Matti Anttila of Grain & Barrel
How were you introduced to hunting?
I was introduced to hunting by my grandfather in Finland. He was in Finnish special forces in WWII and was quite a remarkable shot. I used to spend summers there growing up and was usually able to catch the beginning of duck, partridge and pheasant seasons before I left to go back to school. As I got older I would participating in fox hunts during the fall and winter and then was invited on my first moose hunt as a teenager.
Tell us about your first hunt?
I remember one of my first hunts when I was probably 9 or 10. I was pheasant hunting with my grandfather. I remember taking a shot, but not being 100% focused. My grandfather quickly followed up with a shot that was spot on. I realized at that point that I needed to become a better / more focused shot as I wouldn’t being seeing many second chances otherwise.
How did you get into the spirits business?
I was working down in Brazil for JP Morgan’s investment bank in my 20’s. I discovered Brazil’s national spirit cachaca, which was big down there, but relatively unknown in the U.S. I didn’t love what I was doing and thought building a spirits brand would be a lot more fun.
What’s one hunting skill that you most want to improve?
I do a lot of wingshooting and have always struggled with left crossing shots.
What conservation organizations do you support with your time and money?
This past year I’ve donated to the Rocky Mountain Elk Foundation, Ducks Unlimited and Pheasants Unlimited. I experienced my first Elk hunt a couple years ago in Montana and had a phenomenal time. It was my first experience big game hunting in the states. Since then I’ve broadened my support for conservation groups beyond just birds. I’ve also collaborated with the local DU chapter in Charleston for SEWE, providing Dixie for events. It’s something I look forward to doing more of as we expand the brand.

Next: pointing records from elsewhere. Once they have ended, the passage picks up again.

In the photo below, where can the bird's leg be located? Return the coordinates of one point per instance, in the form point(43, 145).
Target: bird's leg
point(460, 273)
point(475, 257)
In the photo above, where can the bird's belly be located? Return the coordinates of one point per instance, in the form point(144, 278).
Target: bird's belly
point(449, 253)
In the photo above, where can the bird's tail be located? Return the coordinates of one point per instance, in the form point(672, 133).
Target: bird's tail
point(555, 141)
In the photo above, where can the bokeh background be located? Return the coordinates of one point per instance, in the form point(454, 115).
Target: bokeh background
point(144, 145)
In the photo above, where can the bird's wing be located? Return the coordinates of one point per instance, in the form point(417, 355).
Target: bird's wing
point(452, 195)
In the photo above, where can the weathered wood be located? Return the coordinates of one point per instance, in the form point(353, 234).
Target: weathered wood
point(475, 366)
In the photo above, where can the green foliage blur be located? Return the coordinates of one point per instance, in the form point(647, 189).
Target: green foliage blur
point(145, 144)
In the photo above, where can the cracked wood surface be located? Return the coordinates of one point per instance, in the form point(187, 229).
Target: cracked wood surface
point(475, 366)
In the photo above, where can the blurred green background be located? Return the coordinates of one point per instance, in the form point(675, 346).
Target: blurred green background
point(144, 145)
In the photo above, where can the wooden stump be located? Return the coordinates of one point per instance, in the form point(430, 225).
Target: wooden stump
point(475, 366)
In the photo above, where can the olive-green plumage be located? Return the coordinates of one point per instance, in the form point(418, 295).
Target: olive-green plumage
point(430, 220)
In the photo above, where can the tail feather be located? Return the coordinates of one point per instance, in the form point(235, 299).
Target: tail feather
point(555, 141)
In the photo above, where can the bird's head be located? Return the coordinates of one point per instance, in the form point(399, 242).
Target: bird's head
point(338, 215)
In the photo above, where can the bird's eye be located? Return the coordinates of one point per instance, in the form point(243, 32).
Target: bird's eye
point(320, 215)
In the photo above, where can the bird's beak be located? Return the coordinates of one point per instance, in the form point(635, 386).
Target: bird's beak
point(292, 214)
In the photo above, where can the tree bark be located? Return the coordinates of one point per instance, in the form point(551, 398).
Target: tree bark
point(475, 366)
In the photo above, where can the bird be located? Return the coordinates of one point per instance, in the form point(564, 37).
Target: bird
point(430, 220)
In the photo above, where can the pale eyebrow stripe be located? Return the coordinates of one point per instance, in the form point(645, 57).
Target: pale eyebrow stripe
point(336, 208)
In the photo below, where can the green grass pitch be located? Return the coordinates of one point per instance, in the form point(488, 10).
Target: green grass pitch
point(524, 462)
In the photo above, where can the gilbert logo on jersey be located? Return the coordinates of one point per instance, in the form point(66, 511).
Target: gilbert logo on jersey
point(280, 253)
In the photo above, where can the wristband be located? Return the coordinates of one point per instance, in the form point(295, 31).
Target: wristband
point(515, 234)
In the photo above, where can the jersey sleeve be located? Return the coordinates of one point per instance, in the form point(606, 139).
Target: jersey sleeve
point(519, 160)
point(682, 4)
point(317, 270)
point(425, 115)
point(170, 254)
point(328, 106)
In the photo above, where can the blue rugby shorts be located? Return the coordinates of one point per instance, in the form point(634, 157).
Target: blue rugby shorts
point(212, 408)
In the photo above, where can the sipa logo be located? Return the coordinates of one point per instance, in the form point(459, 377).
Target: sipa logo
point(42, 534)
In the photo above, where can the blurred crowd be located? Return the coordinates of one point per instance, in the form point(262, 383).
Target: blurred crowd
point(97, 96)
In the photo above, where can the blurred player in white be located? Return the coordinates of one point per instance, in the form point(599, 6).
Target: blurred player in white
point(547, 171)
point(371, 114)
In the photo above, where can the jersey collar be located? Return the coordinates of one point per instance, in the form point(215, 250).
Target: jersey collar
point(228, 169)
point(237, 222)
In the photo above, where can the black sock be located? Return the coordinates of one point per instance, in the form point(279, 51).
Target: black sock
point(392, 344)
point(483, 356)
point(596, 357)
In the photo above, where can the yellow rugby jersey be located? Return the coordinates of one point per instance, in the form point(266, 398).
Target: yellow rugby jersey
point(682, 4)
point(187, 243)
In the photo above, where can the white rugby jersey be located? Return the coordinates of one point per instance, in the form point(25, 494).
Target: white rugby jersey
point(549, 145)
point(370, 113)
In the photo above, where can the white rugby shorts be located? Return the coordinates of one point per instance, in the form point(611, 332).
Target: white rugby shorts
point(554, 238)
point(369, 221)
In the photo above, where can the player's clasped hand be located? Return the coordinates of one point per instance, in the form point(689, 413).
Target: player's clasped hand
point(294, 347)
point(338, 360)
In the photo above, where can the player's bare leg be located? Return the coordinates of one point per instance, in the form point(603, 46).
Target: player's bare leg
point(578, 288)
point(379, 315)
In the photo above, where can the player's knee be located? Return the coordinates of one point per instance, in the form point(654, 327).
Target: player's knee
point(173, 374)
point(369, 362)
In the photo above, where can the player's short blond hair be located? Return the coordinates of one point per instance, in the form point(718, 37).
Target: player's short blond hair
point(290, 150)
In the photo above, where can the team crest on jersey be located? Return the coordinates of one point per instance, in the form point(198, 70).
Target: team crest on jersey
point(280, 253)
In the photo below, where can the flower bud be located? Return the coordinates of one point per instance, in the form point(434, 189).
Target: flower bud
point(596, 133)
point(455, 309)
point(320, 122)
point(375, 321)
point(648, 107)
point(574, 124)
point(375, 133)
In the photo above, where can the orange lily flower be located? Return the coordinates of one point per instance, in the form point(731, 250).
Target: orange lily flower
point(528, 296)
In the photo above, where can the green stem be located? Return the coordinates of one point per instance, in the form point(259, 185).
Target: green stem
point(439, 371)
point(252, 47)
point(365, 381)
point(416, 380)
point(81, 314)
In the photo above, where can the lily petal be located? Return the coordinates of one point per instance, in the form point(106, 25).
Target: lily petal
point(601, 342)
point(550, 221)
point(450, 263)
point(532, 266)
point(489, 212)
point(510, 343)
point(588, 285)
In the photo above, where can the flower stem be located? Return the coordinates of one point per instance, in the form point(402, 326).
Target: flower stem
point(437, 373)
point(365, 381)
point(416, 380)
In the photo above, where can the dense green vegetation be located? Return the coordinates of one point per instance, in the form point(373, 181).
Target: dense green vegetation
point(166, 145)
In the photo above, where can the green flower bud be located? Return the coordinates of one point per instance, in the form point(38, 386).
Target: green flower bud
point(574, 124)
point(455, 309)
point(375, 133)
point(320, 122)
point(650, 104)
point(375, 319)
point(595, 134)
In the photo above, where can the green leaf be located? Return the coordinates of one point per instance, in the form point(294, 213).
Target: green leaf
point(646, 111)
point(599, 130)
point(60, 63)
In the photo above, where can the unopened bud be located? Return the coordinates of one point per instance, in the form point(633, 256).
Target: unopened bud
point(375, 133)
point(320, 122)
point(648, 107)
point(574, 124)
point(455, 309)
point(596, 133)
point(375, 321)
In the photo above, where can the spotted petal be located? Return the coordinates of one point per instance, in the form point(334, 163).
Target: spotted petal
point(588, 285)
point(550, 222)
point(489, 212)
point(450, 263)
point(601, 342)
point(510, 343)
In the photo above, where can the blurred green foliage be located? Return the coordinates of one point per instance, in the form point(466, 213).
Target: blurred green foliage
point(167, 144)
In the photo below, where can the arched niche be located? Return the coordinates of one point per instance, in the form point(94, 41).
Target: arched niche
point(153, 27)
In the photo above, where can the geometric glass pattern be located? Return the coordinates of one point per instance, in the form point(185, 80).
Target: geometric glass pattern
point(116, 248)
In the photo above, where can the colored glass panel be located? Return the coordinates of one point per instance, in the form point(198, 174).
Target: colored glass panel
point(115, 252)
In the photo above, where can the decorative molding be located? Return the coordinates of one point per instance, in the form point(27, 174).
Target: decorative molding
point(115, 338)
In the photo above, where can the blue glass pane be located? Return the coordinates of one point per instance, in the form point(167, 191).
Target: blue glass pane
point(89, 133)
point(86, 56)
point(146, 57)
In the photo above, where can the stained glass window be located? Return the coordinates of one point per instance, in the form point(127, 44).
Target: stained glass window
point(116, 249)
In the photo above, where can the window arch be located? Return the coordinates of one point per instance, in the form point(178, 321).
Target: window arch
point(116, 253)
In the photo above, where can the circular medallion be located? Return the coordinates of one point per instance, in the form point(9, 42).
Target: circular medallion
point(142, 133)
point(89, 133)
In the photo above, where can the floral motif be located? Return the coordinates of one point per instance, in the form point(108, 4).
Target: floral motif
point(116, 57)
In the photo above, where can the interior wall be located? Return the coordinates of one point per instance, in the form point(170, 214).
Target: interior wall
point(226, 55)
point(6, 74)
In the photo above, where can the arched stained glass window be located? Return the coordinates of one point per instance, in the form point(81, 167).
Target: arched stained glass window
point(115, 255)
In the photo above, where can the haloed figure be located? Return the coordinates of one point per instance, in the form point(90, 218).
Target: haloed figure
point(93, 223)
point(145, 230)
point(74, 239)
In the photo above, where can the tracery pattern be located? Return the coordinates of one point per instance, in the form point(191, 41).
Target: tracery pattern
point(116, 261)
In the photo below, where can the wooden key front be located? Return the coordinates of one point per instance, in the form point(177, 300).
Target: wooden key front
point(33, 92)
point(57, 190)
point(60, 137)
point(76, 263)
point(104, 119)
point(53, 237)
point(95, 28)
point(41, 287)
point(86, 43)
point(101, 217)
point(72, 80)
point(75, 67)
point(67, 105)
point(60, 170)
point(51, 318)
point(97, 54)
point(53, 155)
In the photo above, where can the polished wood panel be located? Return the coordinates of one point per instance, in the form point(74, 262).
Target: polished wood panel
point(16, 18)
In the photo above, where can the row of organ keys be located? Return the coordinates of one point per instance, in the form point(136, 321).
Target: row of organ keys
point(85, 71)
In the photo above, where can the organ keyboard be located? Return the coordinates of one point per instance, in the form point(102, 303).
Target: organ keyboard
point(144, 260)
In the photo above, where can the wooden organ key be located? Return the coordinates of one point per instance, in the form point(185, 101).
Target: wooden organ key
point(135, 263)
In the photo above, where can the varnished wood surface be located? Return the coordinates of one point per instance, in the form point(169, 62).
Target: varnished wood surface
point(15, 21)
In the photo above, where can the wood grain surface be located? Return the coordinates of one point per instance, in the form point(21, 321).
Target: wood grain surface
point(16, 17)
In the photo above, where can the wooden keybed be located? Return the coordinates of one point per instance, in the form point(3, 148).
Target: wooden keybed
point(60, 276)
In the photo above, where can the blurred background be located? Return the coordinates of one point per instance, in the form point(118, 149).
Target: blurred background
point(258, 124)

In all of the years of hunting what is the most important lesson you have learned from the outdoors?
To relax and just enjoy being out there. Somedays I’m shooting great, other days I’m off, but at the end of the day it’s all about being out in nature. I think that applies to a lot of things in life. We can get caught up with the task at hand, but we forget to step back and reflect on the beauty around us.
Tell me how and where Dixie Vodka is made and what makes it so unique.
Dixie comes out of Charleston, South Carolina, an amazing city with phenomenal people and a rich history. Everything is sourced regionally, so it really is a true Southern product. We distill it 6x from non-GMO corn and then use an extra finishing step to create an exceptionally smooth vodka. For our flavored varieties, we source and blend natural ingredients into our base vodka, all with a unique regional angle. My favorite is our black pepper vodka. We seep Serrano peppers and Szechuan black pepper corn in separate batches for one week each, and then blend them back together. The result is a fantastic, savory pepper vodka that is exceptional in a bloody mary.
What do you like to drink after a hunting day/weekend/trip?
I had a fun experience in England last year shooting pheasant and partridge where they drank before, during and after. Lots of fun, but not recommended. For me it depends on the temperature. If it’s cool and a fire is going I’ll usually have a Dixie Mule or our Chicken Cock bourbon on the rocks with a splash of water. If it’s warmer I like our Dixie Southern Vodka with club soda and a lime. Keep it simple and refreshing. For those morning duck hunts where we’re done for the day before lunch I’ll definitely go for a Dixie Bloody Mary.